“It’s easy to dump ire on anlysts for getting it wrong so often. What those guys do, however, is provide a particular service to particular people. Interpreting what analysts say in terms of truth or falsity is to forget the real lesson we should take from Prof. Frankfurt: words build worlds,” Rob Beschizza writes for Wired.

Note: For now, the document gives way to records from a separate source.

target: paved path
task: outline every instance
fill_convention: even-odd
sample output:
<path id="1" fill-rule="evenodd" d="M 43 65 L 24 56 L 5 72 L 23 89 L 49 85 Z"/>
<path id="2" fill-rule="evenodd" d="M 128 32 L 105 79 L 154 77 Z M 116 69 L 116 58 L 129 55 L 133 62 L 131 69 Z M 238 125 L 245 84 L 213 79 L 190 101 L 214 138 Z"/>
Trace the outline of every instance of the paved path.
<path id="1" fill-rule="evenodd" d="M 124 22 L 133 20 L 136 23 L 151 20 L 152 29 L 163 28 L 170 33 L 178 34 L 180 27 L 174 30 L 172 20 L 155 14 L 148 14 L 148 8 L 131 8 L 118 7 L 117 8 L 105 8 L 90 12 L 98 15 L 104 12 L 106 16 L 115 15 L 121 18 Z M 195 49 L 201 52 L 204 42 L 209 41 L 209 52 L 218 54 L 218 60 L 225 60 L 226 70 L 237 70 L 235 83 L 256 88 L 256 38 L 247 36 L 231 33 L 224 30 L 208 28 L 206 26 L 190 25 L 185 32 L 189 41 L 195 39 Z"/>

Beschizza’s list includes these gems:

I’d shut it down and give the money back to the shareholders. — Michael Dell, October 1997
• The iMac will fail. — Hiawatha Bray, Boston Globe, 1998.
The biggest long-term problem with moving to an Apple platform is that the company is in decline. — Rob Enderle, October 2003.
• Apple is already dead.— Microsoft’s Nathan Myhrvold said after Jobs’ return.
• [Apple] seems to have two options. The first is to break itself up, selling the hardware side. The second is to sell the company outright. — The Economist, February 1995.

Beschizza writes, “Any others to add? Now, don’t go posting the complete works of Rob Enderle, folks. Bandwidth isn’t free.”

More dumb Apple predictions in the full article here.

[Thanks to MacDailyNews Reader "Eric" for the heads up.]

No list of dumb Apple predictions can be complete without this year’s gem: “I am putting a sell on Apple, the company that created the iPhone,” Laura Goldman, investment advisor, LSG Capital, May 21, 2007. AAPL closed at $111.98 that day. Apple has risen approximately 70% since Goldman’s “sell” recommendation.

Or Michael S. Malone, from his article “Apple R.I.P.” published by Forbes on October 5, 2000, who wrote, “Steve Jobs can’t run companies.”

We loved Channel Marketing Corp’s David Goldstein’s May 2001 prediction regarding Apple Retail Stores, “I give them two years before they’re turning out the lights on a very painful and expensive mistake.” [Thanks to MacDailyNews Reader "loopy_nj" for the reminder.]

We also thoroughly enjoyed Bill Ray’s December 23, 2006 article for The Register explaining “Why the Apple phone will fail, and fail badly.”